Journal Fordo

Gayo, Kerinci, Malabar: daerah asal di rak kami

5 menit baca · 2 September 2026

Kami membeli langsung dari enam daerah, dan tiga nama di antaranya terus muncul di label kami: Gayo, Kerinci, Malabar. Semuanya dataran tinggi vulkanik di atas 1.200 meter, dan kesamaannya berhenti di situ — masing-masing menanam, memfermentasi, dan mengeringkan kopi dengan caranya sendiri, dan perbedaan itu bertahan sampai ke cangkirmu.

Ini sumbangan tiap daerah, dengan satu lot di rak kami sebagai buktinya.

Gayo, Aceh: kesabaran sebagai proses

Dataran tinggi Gayo di Aceh — sekitar Bener Meriah, di 1.400–1.600 mdpl — termasuk wilayah arabika terbesar di Indonesia, dan asal lot reserve Tier III kami. Yang membedakan kebun-kebun langganan kami adalah kesabaran: natural yang dikeringkan perlahan dengan siklus fermentasi panjang yang terkontrol.

Lot yang harus dicicipi: Bener Meriah Slow-Dry Natural 300H. Namanya memang jam fermentasi: 300 jam di drum anaerobik — dua belas setengah hari — lalu sepuluh hari lagi dijemur pelan. Kesabaran itulah alasan cangkirnya terasa seperti buah segar, bukan tape.

Daerah yang sama juga hadir dalam format paling praktis yang kami buat: drip bag Bener Meriah, untuk mencicipi Gayo di meja kerja, bukan di brew bar.

Kerinci, Jambi: honey di lereng gunung

Kerinci adalah gunung berapi tertinggi di Indonesia, dan kopi tumbuh di pundaknya — lot kami datang dari Kayu Aro, di sisi Jambi yang tinggi. Tanda tangan daerah ini di rak kami adalah proses honey: ceri dikupas, tapi selapis gula buah dibiarkan menempel di biji selama pengeringan.

Kerinci Honey adalah gagasan itu dalam satu bag. Dibuka dengan manis tebu, bergerak ke pir segar, dan menutup lebih mirip secangkir earl grey daripada secangkir kopi. Kalau natural Gayo adalah ujung ramai dari rak filter kami, Kerinci ujung anggunnya.

Malabar, Jawa Barat: taman bermain fermentasi

Di selatan Bandung, perbukitan vulkanik sekitar Arjasari naik sampai 1.400–1.700 mdpl. Proses wine dan honey tumbuh subur di sini, dan petani langganan kami tidak malu-malu memakainya.

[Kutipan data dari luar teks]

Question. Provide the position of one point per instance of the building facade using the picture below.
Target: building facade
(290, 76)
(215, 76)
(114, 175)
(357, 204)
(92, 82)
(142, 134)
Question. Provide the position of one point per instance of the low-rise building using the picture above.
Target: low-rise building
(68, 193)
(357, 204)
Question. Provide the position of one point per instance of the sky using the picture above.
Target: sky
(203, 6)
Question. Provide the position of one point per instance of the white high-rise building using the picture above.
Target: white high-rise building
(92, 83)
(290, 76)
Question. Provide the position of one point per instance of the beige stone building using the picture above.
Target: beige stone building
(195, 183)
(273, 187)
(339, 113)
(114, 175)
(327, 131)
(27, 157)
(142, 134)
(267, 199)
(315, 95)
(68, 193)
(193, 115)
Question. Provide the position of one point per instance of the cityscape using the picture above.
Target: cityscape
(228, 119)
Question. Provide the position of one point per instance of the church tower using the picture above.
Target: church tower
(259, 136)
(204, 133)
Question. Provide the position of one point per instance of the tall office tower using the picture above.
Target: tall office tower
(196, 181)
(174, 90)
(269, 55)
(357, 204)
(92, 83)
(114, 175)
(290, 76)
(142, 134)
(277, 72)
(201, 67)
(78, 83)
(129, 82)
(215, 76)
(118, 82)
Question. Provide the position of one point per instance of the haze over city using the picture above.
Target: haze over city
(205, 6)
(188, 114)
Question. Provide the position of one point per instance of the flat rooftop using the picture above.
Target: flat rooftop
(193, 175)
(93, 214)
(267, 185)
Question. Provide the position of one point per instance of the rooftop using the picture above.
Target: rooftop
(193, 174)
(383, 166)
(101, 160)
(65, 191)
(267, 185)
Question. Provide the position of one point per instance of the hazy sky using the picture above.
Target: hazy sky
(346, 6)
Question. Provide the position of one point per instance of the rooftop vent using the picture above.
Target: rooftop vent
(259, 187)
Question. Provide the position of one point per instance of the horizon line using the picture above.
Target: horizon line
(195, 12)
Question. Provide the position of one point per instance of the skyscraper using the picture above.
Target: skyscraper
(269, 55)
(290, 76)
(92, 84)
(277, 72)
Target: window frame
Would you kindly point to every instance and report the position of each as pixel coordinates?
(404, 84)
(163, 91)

Malabar Wine adalah karya pamer daerah ini: ceri melewati fermentasi panjang sebelum dikeringkan, dan cangkirnya keluar dengan kedalaman molase, rempah hangat, dan garis nanas yang membuatnya tetap juicy, tidak berat. Lot Tier II yang menaruh fermentasi di barisan depan, bukan menyembunyikannya.

Sisa petanya

Tiga daerah lagi melengkapi keenamnya. Petarangan, di tanah vulkanik sejuk Wonosobo, Jawa Tengah, memberi kami lot reserve Double Fermentation. Situbondo, di lereng Ijen, Jawa Timur, menghasilkan cup yang bersih baik washed maupun natural — origin andalan di balik komponen houseblend dan arabika drip bag kami. Dan Ermera Farm di Timor Leste, satu-satunya origin lintas negara kami, adalah kebun 100% organik di balik filter Tier I — kopi yang kami pakai untuk mengajar pemula.

Setiap daerah punya pin, cerita, dan foto lapangan di halaman Origin kami — itu versi panjang dari artikel ini.

Cicipi geografinya

Cara tercepat membuat nama-nama ini bermakna: pilih dua daerah, seduh dengan resep yang sama di pagi yang sama, lalu cicipi berdampingan. Gayo lawan Kerinci menunjukkan kerja proses; Kerinci lawan Malabar menunjukkan seberapa lebar arti kata “buah”. Sekali sesi saja, label berhenti jadi trivia dan mulai jadi ramalan.